Electronic structure of matter at high compression: Isostructural transitions and approach of the Fermi-gas limit

Abstract

This paper is concerned with the effect of atomic-shell structure on the cold pressure of highly compressed matter up to 1 Gbar and above. The method is to compare band-structure calculations based on augmented spherical waves with results of the quantum-statistical model. Elements treated explicitly are Li, He, Be, Al, and K. No indication for anomalies due to pressure ionization is found. However, an oscillatory behavior of cold-pressure curves is systematically obtained due to isostructural electronic transitions.
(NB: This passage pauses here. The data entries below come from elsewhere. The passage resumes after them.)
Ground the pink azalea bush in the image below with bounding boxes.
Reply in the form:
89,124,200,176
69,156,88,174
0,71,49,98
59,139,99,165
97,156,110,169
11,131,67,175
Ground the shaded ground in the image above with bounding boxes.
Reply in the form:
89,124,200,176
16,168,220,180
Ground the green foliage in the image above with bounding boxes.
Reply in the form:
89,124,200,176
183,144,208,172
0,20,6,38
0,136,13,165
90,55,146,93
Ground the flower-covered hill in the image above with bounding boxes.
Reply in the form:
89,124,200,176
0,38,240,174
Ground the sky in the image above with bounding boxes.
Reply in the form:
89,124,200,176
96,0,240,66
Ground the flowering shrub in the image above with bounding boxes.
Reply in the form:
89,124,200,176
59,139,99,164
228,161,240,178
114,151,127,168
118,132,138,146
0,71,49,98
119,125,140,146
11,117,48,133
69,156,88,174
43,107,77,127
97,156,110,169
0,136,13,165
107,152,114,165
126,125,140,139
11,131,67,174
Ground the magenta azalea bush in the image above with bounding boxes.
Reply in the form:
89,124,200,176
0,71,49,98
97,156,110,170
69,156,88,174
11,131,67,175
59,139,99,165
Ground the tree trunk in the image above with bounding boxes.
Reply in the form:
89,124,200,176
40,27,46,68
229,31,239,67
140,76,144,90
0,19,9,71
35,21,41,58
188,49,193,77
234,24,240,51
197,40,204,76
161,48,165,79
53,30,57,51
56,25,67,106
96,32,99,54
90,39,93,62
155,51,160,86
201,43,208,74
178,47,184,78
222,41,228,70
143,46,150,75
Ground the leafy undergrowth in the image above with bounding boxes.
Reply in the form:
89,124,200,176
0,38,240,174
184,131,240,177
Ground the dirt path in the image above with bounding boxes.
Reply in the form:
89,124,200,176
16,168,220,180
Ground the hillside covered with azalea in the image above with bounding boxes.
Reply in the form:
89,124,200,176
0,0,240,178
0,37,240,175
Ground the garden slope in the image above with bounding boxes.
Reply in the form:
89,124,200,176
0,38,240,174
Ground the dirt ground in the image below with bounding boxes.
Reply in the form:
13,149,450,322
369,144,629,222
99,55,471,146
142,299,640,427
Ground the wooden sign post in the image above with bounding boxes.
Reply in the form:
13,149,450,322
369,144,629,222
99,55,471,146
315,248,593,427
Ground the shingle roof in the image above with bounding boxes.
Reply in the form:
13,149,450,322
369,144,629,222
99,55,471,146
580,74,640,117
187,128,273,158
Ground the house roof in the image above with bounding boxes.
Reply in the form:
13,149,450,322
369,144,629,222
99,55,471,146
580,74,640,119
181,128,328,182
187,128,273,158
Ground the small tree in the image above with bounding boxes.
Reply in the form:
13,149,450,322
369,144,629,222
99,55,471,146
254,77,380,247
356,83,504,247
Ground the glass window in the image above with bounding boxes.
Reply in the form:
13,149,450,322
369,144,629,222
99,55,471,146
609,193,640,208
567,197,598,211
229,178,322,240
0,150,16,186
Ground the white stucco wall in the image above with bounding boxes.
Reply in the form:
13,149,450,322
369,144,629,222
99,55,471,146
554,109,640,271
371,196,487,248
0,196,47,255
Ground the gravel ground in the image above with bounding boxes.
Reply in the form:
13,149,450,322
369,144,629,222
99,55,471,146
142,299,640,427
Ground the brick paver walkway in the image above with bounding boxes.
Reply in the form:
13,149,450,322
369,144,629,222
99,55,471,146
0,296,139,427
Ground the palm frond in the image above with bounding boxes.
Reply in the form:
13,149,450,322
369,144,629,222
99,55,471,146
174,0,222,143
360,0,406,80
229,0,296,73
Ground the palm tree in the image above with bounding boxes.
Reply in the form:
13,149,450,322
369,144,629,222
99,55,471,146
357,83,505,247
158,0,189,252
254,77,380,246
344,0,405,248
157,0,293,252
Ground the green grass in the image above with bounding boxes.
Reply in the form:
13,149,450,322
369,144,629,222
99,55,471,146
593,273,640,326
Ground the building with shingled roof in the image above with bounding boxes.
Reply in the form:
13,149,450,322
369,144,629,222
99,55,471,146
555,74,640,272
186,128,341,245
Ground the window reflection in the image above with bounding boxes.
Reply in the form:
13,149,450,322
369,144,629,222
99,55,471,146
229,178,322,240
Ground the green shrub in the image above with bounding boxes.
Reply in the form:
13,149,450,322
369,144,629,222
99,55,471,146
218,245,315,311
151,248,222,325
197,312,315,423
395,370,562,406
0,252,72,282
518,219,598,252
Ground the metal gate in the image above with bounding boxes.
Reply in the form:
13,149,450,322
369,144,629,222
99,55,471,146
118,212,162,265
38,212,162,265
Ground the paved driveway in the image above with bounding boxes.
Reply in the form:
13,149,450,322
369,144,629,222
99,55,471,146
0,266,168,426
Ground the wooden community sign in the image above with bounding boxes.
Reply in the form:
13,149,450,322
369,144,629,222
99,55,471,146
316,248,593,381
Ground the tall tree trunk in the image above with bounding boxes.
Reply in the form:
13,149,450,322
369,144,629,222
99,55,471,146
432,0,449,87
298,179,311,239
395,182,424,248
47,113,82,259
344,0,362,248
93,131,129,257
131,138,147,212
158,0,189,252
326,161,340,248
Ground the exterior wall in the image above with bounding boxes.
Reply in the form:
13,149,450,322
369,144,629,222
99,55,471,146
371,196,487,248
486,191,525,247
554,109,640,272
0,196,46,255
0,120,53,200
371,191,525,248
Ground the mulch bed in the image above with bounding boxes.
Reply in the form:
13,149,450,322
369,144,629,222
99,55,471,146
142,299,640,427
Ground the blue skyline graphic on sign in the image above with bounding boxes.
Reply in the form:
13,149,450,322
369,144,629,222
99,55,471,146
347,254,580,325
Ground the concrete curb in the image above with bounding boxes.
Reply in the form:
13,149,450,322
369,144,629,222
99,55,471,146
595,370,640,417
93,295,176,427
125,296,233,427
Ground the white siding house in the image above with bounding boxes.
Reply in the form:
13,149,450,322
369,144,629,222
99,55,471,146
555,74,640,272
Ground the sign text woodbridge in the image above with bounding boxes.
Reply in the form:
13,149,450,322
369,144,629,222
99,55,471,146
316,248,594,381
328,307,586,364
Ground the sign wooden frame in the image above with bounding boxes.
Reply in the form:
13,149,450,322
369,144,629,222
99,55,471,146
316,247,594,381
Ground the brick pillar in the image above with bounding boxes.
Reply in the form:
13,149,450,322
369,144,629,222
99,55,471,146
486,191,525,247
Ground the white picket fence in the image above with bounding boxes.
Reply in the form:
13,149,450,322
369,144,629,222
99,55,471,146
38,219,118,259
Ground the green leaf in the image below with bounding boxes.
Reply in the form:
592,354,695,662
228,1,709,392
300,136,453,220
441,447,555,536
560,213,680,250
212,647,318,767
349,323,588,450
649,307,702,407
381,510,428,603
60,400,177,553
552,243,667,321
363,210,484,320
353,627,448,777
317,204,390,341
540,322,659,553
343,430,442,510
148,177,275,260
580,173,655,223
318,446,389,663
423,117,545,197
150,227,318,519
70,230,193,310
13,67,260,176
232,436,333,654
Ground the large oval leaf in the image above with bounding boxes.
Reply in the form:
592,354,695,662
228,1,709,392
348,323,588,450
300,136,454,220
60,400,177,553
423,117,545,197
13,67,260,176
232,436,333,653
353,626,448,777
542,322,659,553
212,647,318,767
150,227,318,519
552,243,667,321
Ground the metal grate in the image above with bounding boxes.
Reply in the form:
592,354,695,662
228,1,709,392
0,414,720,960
They are traced back to pressure-induced band shifts and electron redistribution from bands of low angular momentum (typically s and p waves) to bands of higher angular momentum (typically d and f waves). The shifts are shown to occur generally when squeezing normal matter with extended atoms into highly degenerate matter. The anomalies are particularly pronounced for alkali metals: Strong pressure flattening is found for Li at fivefold compression and 5–10 Mbar, and very sharply for K somewhat below fivefold compression and 500 kbar. The oscillations are much weaker for Be and Al. Metallization of He is obtained at 12.1 g/${\mathrm{cm}}^3$ and 110 Mbar. For Be, a structural hcp→bcc transition at 2 Mbar is predicted.